Norwegian cruise ferry owner Hurtigruten Group is targeting a big investment in emissions reductions through a new green bond.

The Oslo-listed company has asked investment banks Danske Bank and DNB Markets to act as joint bookrunners and arrange a series of fixed-income investor meetings from Wednesday.

The aim is to place a bond of up to €25m ($26.7m) maturing in February 2025.

Net proceeds will be used as part of Hurtigruten’s green bond framework to fund environmental upgrade projects that will reduce CO2 emissions by up to 25% and NOX output by as much as 80%.

Alongside the debt sale, the company’s owner, TDR Capital, will inject another €25m into the company.

TDR bought a majority holding in the shipping company in 2014.

Last month, TradeWinds reported that Hurtigruten has embraced local maritime unions’ demands for Norwegian salary levels, and terms and conditions for vessels operating in its waters.
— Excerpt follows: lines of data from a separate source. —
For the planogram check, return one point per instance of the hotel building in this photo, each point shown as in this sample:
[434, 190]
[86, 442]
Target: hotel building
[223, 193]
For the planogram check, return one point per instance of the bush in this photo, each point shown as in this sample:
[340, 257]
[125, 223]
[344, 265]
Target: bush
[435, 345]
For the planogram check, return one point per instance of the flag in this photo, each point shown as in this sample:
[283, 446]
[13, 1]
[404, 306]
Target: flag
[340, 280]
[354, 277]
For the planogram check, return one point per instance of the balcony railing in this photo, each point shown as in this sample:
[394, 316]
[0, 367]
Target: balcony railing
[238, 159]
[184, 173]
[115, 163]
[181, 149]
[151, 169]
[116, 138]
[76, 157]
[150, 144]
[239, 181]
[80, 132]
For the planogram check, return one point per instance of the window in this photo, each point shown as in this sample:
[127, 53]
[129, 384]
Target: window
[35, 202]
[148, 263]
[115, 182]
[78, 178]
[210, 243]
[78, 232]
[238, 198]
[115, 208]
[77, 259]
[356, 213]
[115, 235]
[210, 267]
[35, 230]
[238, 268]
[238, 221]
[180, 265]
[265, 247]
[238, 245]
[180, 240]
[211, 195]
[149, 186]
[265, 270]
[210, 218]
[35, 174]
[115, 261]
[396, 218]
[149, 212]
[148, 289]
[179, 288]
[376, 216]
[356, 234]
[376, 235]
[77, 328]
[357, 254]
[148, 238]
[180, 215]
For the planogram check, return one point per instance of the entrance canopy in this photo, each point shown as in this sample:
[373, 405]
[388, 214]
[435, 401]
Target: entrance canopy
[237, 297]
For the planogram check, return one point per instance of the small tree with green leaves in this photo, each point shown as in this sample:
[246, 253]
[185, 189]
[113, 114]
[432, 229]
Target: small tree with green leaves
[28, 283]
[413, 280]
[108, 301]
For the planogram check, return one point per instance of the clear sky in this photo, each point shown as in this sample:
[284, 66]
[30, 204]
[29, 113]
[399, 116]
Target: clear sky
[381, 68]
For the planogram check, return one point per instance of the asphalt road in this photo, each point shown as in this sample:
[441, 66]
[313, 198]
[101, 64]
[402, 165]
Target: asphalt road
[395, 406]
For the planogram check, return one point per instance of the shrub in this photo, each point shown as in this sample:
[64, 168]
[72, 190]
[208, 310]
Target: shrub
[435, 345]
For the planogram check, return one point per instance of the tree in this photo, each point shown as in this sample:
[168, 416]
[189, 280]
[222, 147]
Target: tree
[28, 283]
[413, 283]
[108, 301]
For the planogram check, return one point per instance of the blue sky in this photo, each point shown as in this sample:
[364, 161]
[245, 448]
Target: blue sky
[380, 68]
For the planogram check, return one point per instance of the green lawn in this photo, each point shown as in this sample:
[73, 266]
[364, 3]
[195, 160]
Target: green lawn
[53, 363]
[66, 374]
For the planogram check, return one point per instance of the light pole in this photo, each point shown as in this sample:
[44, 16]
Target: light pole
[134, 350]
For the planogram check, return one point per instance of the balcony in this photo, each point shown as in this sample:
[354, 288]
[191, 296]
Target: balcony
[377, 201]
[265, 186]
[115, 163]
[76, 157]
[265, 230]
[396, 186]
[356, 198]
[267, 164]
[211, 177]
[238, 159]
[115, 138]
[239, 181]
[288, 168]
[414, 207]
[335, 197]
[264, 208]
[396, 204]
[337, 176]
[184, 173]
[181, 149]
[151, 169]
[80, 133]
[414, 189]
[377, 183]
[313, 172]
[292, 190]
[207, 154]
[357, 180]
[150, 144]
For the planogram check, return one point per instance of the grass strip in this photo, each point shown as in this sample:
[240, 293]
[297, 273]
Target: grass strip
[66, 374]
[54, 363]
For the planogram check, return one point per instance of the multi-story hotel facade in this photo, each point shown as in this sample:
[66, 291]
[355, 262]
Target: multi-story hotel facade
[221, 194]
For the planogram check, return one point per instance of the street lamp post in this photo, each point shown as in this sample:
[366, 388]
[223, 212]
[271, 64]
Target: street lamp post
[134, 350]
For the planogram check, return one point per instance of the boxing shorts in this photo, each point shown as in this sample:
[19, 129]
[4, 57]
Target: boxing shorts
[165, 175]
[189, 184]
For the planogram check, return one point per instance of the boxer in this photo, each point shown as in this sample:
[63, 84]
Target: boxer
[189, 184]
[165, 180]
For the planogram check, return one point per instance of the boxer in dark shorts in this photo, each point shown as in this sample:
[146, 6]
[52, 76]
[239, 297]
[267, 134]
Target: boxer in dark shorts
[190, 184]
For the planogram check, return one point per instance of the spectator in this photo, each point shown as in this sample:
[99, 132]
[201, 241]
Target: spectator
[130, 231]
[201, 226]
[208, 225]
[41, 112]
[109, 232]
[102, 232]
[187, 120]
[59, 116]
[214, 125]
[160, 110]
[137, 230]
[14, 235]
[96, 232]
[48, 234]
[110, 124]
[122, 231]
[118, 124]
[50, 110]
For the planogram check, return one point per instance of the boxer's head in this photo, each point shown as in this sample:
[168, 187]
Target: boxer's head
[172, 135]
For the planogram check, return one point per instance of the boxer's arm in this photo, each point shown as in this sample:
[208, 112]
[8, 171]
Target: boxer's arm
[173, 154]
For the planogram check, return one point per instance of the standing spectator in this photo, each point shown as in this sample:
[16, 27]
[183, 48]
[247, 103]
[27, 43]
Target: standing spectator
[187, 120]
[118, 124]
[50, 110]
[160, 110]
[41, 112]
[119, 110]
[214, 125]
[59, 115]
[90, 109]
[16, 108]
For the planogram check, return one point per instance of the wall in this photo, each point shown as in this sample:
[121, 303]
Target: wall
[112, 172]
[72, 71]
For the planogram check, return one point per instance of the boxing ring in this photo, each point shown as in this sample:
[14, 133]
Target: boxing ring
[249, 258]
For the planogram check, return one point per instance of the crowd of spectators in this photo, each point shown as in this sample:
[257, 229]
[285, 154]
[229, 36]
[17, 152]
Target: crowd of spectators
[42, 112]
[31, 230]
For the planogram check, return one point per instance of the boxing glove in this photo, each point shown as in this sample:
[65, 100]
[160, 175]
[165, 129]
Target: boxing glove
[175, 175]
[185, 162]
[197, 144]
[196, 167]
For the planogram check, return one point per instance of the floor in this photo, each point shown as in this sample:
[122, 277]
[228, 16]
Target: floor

But Hurtigruten has gone further, adding that the terms should apply to international vessels calling at more than one Norwegian port, for example, cruise ships visiting the scenic fjords.

In contrast to P&O Ferries

Its views are in stark contrast to P&O Ferries, which recently sacked 800 British seafarers to cut costs, claiming it had no alternative.

At present, Hurtigruten has six expedition ships operating internationally.

All of these operate under the Norwegian International Ship Register or NIS, largely on international terms and conditions.

It also has seven ferries operating along the Norwegian coast under the domestic Norwegian Ordinary Ship Register (NOR) flag, with Norwegian terms and conditions.

The operations are run as two separate companies.

Hurtigruten said if the government proposes, as expected, that Norwegian wages and terms should apply in Norwegian waters, then the NIS-flagged vessels will also be brought into line with Norwegian norms.